Cesium melts at 28.44 degree C, a bit higher than room temperature (given as 25 C) and less than human body temperature (37 C) so that if its products weren't so caustic, cesium would melt in your hand just like gallium.

Aside from the brief information given at this site, you can verify these facts by looking at the CRC Handbook of Chemistry and Physics which should be available at the reference desk of your local library. John Emsley's The Elements, Oxford U Pr. will also give the basic facts. An older book, Glenn T. Seaborg's Elements of the Universe is geared to younger readers and contains much information that is still accurate and presented with admirable clarity.

you are

you are wrong!!!!!!!!!!!!!!!!!!
The most Reactive Metal in the World is Francium

If anyone ever sees francium

If anyone ever sees francium it may turn out to be more reactive than cesium, but no one has ever seen all 17 francium atoms at one time. It simply doesn't exist in macroscopic quantities and so has no macroscopic properties.

Yeah. I've got five grams of it sealed in an ampoule right here with me. Very neat element. Holding the ampoule for a short period of time causes it to liquify, and it has a beautiful gold color. It looks exactly like liquid gold. It's just a shame that if the vial ever were to break, the cesium would violently react with any moisture in the air. That's why this baby is stored in a nice, soft foam bed in a sealed off area. Wouldn't want anybody to accidentally drop it and break it open.

Do you collect elements?

[quote="UCB Mitch"]Do you collect elements?[/quote]

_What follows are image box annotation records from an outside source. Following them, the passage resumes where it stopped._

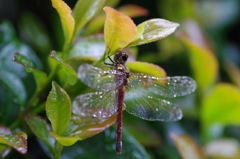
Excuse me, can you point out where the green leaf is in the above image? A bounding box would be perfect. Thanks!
[19,12,52,55]
[46,82,71,135]
[73,0,105,36]
[224,62,240,87]
[105,0,120,8]
[201,83,240,140]
[0,70,27,107]
[49,131,81,146]
[181,38,219,90]
[13,53,47,91]
[104,7,137,54]
[123,118,161,147]
[66,34,105,61]
[0,125,12,158]
[0,133,27,154]
[204,138,240,159]
[169,133,206,159]
[127,19,179,47]
[25,114,55,154]
[51,0,75,44]
[64,114,116,140]
[127,62,166,77]
[62,127,150,159]
[82,4,148,36]
[0,39,42,78]
[0,21,16,50]
[50,52,78,86]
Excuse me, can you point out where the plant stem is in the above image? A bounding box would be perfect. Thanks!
[54,142,63,159]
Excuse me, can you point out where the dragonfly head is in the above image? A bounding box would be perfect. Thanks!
[114,51,128,64]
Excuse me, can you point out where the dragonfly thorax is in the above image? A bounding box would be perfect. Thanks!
[114,52,128,65]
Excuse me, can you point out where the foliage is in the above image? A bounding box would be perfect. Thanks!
[0,0,240,159]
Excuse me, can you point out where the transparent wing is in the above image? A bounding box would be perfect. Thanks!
[128,73,197,98]
[72,90,117,118]
[78,64,116,91]
[124,85,182,121]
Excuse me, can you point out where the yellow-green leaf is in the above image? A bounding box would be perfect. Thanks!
[0,133,27,154]
[46,82,72,135]
[169,133,206,159]
[49,51,78,86]
[127,62,166,77]
[104,7,137,53]
[128,19,179,47]
[200,83,240,139]
[13,53,47,91]
[52,0,75,44]
[118,4,148,18]
[73,0,105,35]
[49,131,81,146]
[181,38,219,90]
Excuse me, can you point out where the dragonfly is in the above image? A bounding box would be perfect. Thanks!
[72,52,197,154]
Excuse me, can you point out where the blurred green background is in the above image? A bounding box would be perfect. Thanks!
[0,0,240,159]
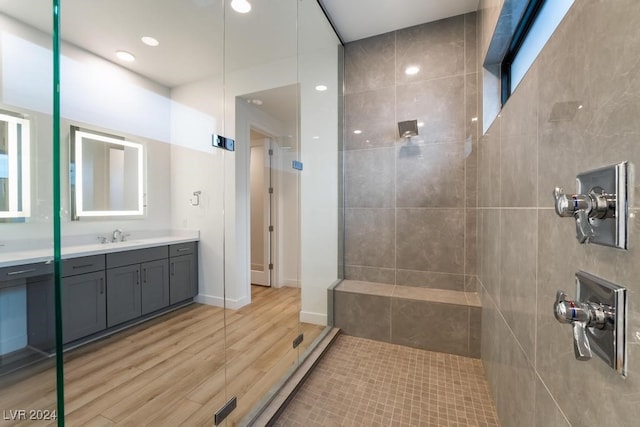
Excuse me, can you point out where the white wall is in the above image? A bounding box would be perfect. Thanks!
[298,2,342,325]
[0,15,171,241]
[0,1,337,323]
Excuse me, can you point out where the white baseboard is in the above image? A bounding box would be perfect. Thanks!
[195,294,251,310]
[0,334,27,356]
[282,279,300,288]
[300,311,327,326]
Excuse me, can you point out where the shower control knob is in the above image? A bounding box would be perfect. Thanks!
[553,187,616,243]
[553,291,614,360]
[553,187,589,217]
[574,209,596,243]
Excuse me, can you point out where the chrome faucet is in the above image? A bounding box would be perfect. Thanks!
[111,228,123,243]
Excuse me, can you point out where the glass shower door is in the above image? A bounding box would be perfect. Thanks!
[224,0,300,423]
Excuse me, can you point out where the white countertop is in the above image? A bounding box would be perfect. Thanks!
[0,230,200,268]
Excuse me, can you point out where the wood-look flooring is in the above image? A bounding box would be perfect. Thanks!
[0,286,323,426]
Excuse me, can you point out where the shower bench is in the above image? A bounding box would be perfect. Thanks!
[333,280,482,358]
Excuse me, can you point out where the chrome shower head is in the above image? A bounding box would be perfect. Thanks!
[398,120,418,138]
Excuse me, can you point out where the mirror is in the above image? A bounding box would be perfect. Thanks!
[69,126,144,216]
[0,113,31,220]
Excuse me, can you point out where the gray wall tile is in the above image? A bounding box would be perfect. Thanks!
[391,298,469,356]
[396,15,465,84]
[464,209,478,276]
[345,265,396,285]
[478,0,640,426]
[535,378,571,427]
[464,12,478,74]
[344,33,396,94]
[345,87,399,150]
[499,209,538,364]
[396,75,465,142]
[396,144,465,208]
[478,117,501,207]
[345,147,396,208]
[396,208,464,274]
[396,269,465,291]
[345,209,396,268]
[333,291,391,342]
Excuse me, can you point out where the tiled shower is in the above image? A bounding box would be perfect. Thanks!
[345,14,478,291]
[345,0,640,426]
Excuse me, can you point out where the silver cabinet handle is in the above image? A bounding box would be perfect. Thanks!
[7,268,36,276]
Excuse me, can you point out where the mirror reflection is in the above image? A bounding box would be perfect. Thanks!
[70,127,144,219]
[0,113,30,218]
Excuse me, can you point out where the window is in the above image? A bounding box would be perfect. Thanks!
[501,0,574,104]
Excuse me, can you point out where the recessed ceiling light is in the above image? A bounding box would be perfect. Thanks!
[231,0,251,13]
[116,50,136,62]
[404,65,420,76]
[140,36,160,46]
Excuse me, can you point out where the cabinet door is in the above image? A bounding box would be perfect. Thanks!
[107,264,142,327]
[140,259,169,315]
[62,271,107,344]
[27,274,56,351]
[169,254,198,304]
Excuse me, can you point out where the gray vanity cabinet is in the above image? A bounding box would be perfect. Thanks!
[107,246,169,327]
[62,255,107,344]
[169,242,198,304]
[107,264,142,327]
[141,259,169,315]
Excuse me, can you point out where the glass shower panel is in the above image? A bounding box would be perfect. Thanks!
[60,0,227,425]
[224,0,300,424]
[298,0,342,348]
[0,0,59,425]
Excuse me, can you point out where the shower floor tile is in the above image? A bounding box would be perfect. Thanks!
[275,335,500,427]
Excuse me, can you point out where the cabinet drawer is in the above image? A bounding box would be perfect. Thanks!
[0,262,53,283]
[107,246,169,268]
[62,255,105,277]
[169,242,197,256]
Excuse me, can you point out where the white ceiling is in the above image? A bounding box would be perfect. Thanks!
[0,0,478,123]
[320,0,478,43]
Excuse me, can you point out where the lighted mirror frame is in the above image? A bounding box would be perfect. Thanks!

Yes I do. I am frequently on E-Bay trying to get nicer and nicer samples of elements I posses. There are currently 12 elements which I don't have quality samples of which I'm still trying to get. If the element is not listed here, then I already have a sample of it. (Except that I don't collect the radioactive elements). The elements I'm still looking for are:

Hydrogen
Nitrogen
Oxygen
Fluorine
Chlorine
Rubidium
Arsenic
Holmium
Erbium
Thulium
Lutetium

By the end of the night, I hope to have some Holmium, and Thulium, and for the Hydrogen I have plans on getting a tritium key-chain. It's pretty neat having the collection and it really teaches you a lot about each of the elements.

Tritium would be a radioactive element :) . It has a half like of 12 years or something I think, can't remember for sure. :)

For Chlorine put a 9 volt battery in an aqueous solution of NaCl near saturation and it should make chlorine for you. Just need to cap it. :)

[quote="UCB Mitch"]Tritium would be a radioactive element :) . It has a half like of 12 years or something I think, can't remember for sure. :)

For Chlorine put a 9 volt battery in an aqueous solution of NaCl near saturation and it should make chlorine for you. Just need to cap it. :)[/quote]

Heh. I meant elements where all isotopes are radioactive. :) I plan on getting the tritium key-ring since a vial of just plain hydrogen is pretty boring. With the tritium key-ring, the key-ring will be glowing for a good couple decades and will give me a nice display piece. (Tritium's half-life is 12.3 years, so depening on how much gas is in the ring, it should be able to glow for about twice that length).

I've tried using a battery to make my chlorine, but I just can't seem to find a vial that will keep it in there. Makes it kind of frustrating. :P

Since Chlorine is denser then air, have you tried flowing the gas into a sealed container?